Steve Baltin: You say it was in February you got addicted to car racing, take me through the adrenaline and how that inspires your music. I love the fact that this is your Blue Note debut. You’re now into car racing. I love the idea of consistently reinventing yourself as a person.

Chris Botti: They have these things out in California called The Porsche Experience, where you can go down there, and they have a coach, and you rent a Porsche for some time being. And I did that a couple of times. This, I did it in January and I thought, “Wow, that’s really cool.” Then we went on tour in February, we went on tour in Tokyo, and there’s a Porsche Experience there. And so I did the same thing. Porsche Experience is great. And then while I’m getting off the track, this German dude, he goes, “Chris, Porsche just introduced this brand-new car called a GT4 RS.” If you follow Porsche, it’s a mid-engine car, but they put the GT3 cup car engine in and right behind your ear. Anyhow, he goes, “Do you want a lap?” And I’m like, “Yeah, sure.” So you… “I’ll give you a few hot laps.” So he gets in and takes off, and I’m like, “Holy f**k, what?” And it’s like music. So I get back to LA, and like a month later, someone panicked. They’re super hard to get, someone ordered a GT4 RS, and they couldn’t go through with it. Something happened, and this guy calls me and goes, “Do you want one?” I was there the next morning. Got it. And I never turn the stereo on. I don’t drive it to dinner. It’s not that kind of thing. I just take it out, it’s the most musical, the lilt of the engine. And when you’re going for it, it sounds like a freaking symphony. It’s just freaking awesome. So then I bought two Porsches and a McLaren, and now I gotta slow down for a second.

Baltin: What’s the top speed you’ve taken it so far?

Botti: Right in front of my house, is the straightaway. So on that straightaway, It’s kind of like 142. It’s not quite long enough. There’s longer straightaway’s, but about 142 and the race cars get up to like 160.

Sage Bava: I have to mention my good friend Mike Cottone is an incredible trumpet player. And he is a car fanatic too.

Botti: And he came down here last week with me. And he raced with me last week. He’s the one that got me into this stuff. He ordered me my first Porsche, which I traded it in for the GT4 RS, so yeah, we’re real tight.

Bava: That’s amazing. So you’ll be going on tour very soon. I’m sure you’ll be sad to miss all of your beautiful new cars.

Botti: I know. This year is shaping out to be kind of mellow until December 1st, but December 1st to July is basically every day. It’s great. So crazy. But I’m super psyched.

Bava: What went behind choosing the songs for this album that you’ll be playing a lot of in the coming months? They’re so beautiful.

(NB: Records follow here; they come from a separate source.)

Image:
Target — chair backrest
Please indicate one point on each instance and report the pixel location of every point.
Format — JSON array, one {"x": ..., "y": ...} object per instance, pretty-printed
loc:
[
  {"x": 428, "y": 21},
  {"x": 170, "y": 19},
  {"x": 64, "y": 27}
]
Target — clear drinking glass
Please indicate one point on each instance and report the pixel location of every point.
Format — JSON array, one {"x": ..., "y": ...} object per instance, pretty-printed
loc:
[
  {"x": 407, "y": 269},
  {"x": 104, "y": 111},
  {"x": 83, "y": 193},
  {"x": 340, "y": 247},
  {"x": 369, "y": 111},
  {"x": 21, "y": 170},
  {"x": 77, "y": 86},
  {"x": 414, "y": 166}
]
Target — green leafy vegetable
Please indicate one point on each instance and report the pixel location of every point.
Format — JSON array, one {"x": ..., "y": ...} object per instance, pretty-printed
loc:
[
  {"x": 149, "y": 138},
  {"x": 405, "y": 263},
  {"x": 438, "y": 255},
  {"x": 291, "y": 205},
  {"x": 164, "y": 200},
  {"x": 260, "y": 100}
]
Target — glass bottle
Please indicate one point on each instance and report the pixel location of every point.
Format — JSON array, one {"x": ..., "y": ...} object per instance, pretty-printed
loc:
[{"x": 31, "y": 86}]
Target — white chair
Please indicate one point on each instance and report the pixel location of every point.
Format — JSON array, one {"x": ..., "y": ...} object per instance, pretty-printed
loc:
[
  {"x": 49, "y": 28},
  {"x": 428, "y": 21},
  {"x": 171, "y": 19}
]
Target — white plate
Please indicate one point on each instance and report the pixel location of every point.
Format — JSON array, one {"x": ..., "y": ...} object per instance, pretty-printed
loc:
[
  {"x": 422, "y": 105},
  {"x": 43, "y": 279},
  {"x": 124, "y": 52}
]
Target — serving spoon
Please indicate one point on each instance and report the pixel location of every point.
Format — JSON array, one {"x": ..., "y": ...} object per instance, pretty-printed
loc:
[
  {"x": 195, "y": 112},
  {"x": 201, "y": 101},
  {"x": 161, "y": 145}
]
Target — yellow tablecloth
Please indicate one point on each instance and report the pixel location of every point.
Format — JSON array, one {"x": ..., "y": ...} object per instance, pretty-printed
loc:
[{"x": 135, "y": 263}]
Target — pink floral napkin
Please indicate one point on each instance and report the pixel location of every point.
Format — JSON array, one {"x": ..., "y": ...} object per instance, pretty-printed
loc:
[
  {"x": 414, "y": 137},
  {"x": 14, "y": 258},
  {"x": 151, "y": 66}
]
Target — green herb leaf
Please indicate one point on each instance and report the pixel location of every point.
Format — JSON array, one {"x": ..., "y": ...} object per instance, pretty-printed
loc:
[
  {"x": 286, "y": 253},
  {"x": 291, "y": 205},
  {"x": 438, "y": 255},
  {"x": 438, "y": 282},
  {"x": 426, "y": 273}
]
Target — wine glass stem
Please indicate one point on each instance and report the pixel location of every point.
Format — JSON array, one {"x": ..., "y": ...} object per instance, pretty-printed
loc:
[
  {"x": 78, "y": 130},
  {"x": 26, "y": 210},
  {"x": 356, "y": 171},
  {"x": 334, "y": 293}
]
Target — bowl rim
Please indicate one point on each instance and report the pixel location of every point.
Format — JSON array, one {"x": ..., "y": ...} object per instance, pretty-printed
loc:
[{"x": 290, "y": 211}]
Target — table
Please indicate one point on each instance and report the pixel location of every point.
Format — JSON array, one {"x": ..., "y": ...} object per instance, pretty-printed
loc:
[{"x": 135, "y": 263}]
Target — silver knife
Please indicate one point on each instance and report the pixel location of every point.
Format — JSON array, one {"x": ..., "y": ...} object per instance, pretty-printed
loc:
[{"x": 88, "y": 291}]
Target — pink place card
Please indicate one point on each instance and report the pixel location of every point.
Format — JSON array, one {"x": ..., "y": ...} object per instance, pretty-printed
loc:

Botti: Thank you. Well, the Joshua Bell, “My Funny Valentine,” we had done on tour together six, seven years ago. And we never got a chance to record it, so I knew I wanted to do [that]. The opening two tracks, I’ve certainly been a big fan of the way Keith Jarrett plays “Danny Boy.” And when I was on tour with Barbra Streisand in ’12, she doesn’t really have an opening act, she would have me come out and do some duets with her, and then I’d play one of my own songs, and then she would split, and then she’d come back, and I’d leave. She would always sing “Bewitched,” and I never got to play it with her. And I was like, “Man, I just love that song.” So I knew I wanted to do “Danny Boy” and “Bewitched,” and the rest of the songs we got together with David Foster and the band over a course of a three-day little, ‘get to know each other’ vibe. And it’s then that we, someone would throw out a song, we’d been doing “Blue and Green.” It seemed like a natural, so it just all fell into place.

Bava: And then that final song, “Fix You,” it really comes out of nowhere. It’s so beautiful and it flows so well.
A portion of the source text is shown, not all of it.